Commodities Agrícolas
Vendas especulativas Vendas especulativas fizeram com que os preços do café caíssem pelo segundo pregão consecutivo na bolsa de Nova York. Os contratos com vencimento em julho fecharam a segunda-feira valendo US$ 2,908 por libra-peso, em baixa de 375 pontos. Segundo analistas ouvidos pela Bloomberg, existe no mercado um sentimento de que a valorização registrada pelo café na semana passada, que levou os preços para o patamar mais elevado desde 1997, foi exagerada. Por esse motivo, muitos operadores estariam se desfazendo de posições compradas, em um movimento de realização de lucros identificado principalmente nas bolsas europeias. No mercado interno, o indicador Cepea/Esalq do café arábica fechou a segunda-feira valendo R$ 527,84 por saca, queda de 1,4%.

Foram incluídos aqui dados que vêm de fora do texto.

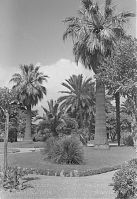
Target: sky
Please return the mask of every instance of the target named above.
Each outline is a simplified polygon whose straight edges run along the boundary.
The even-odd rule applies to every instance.
[[[104,0],[97,0],[103,5]],[[113,0],[119,11],[136,12],[136,0]],[[41,65],[50,76],[47,99],[57,98],[60,83],[73,73],[90,76],[76,66],[71,40],[63,42],[63,20],[76,16],[80,0],[0,0],[0,86],[9,86],[20,64]],[[135,19],[127,27],[136,35]],[[62,89],[61,89],[62,90]]]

Demanda enfraquecida A queda nas importações da China fez com que os preços do algodão negociados na bolsa de Nova York recuassem pela terceira vez em quatro pregões. Os contratos para julho foram cotados a US$ 1,6639 por libra-peso, em baixa de 112 pontos. Dados da alfândega chinesa mostram que as importações do país recuaram 15% em março em comparação a fevereiro. Analistas consultados pela Bloomberg disseram que as indústrias têxteis do país asiático deixaram de comprar pois não conseguiam mais ter lucros depois da recente alta dos preços no mercado internacional. "Enquanto as compras forem adiadas os preços continuarão caindo", disse Chris Kramedjian, da FCStone. No Brasil, o indicador Cepea/Esalq fechou a R$ 3,3247 por libra-peso, queda de 3,57%.
Clima adverso Os futuros de milho encerraram o pregão de ontem no maior patamar em quase três semanas em Chicago, impulsionados pelo clima ruim para as lavouras nos EUA. De acordo com o serviço meteorológico americano, os campos de Montana a Ohio receberam mais que o dobro de chuva nos últimos 30 dias para esta época do ano. A precipitação também deverá ser recorde em Indiana, Ohio e Illinois. "O clima continua a impulsionar o mercado", disse Mark Schultz, analista-chefe da Northstar Commodity Investment, à Bloomberg. Em Chicago, os papéis para julho fecharam a US$ 7,6850 por bushel, alta de 24 centavos de dólar. No Paraná, a saca de 60 quilos saiu, em média, por R$ 24,12, segundo o Departamento de Economia Rural (Deral) da Secretaria da Agricultura.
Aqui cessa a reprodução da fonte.